Infine Paula. Che non ha nel suo retaggio una figura maschile così invasiva a cui attribuire la propria vulnerabilità . La sua crisi ruota attorno ad un bisogno di maternità che si realizza a partire da uno stato di gravidanza indesiderato e che diventa incoraggiamento a proseguire per effetto di un doppio episodio casuale: la morte accidentale dell’uomo conosciuto in discoteca e l’incontro con il ragazzino autostoppista malmenato. Il Caso proietta lo spettro della morte, dunque, come monito che indica una scelta, che suggerisce un modo di comportarsi.
Sia il senso di colpa, sia una traiettoria di vita affannosa e ondivaga, priva di una meta certa sono elementi comuni di storie connesse ad un perno centrale il quale diventa giustificazione delle proprie azioni, rifugio in cui rintanarsi e da cui trarre vigore per risalire la china.

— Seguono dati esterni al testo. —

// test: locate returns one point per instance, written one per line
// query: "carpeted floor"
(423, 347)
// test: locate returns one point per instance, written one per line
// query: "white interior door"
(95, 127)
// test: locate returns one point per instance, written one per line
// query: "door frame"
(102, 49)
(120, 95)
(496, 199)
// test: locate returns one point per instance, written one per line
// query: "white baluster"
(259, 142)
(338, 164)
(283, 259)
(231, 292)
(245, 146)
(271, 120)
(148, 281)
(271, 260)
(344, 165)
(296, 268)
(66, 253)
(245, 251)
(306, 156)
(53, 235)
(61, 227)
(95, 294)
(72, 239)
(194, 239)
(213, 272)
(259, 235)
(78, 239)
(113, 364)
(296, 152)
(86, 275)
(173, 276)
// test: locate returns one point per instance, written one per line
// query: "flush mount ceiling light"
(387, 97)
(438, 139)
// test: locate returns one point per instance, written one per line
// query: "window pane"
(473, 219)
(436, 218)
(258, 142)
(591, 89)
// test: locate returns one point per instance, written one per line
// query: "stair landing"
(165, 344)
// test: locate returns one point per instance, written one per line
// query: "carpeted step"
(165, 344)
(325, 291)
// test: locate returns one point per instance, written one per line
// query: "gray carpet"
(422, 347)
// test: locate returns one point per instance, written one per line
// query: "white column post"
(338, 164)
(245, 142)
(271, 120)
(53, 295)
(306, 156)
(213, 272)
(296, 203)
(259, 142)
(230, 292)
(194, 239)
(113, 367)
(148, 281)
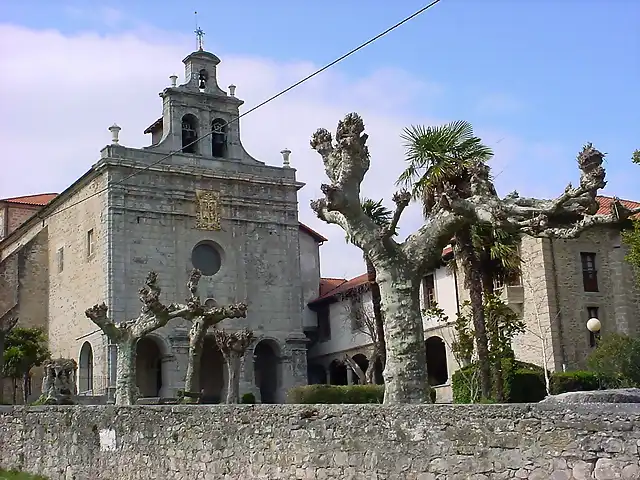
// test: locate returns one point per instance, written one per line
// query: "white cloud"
(61, 92)
(60, 100)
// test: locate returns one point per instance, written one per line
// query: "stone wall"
(420, 442)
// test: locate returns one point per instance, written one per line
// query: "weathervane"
(199, 33)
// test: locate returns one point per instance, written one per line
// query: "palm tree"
(441, 159)
(381, 216)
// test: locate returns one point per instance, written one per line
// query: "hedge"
(310, 394)
(581, 381)
(523, 383)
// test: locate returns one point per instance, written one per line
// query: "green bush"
(248, 398)
(582, 381)
(523, 383)
(310, 394)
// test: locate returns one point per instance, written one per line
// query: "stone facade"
(324, 442)
(168, 208)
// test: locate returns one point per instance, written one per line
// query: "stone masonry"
(324, 442)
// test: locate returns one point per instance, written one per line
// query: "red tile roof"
(318, 238)
(606, 203)
(40, 199)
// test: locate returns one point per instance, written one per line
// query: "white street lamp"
(594, 325)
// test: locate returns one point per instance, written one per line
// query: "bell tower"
(199, 118)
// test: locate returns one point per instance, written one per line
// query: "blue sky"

I finali aperti sono una chiosa coerente ai brevi tracciati di vita raccontati che non potrebbero certamente risolversi con un ricompattamento catartico.
Si percepisce tuttavia una soggezione di fondo che lega le donne raccontate e la donna che racconta; un percorso di riabilitazione che sembra però attendere timidamente un ulteriore giudizio che convalidi le scelte, un’attenuante che scagioni.
Un film fragile, sulla fragilità, che rimane in sospeso tra difesa e biasimo. Che alterna remissività e tracotanza. Un film che sembra far confusione tra femminilità e femminismo nel suo rimanere comunque prigioniero di uno sguardo. Quello rivolto al pene.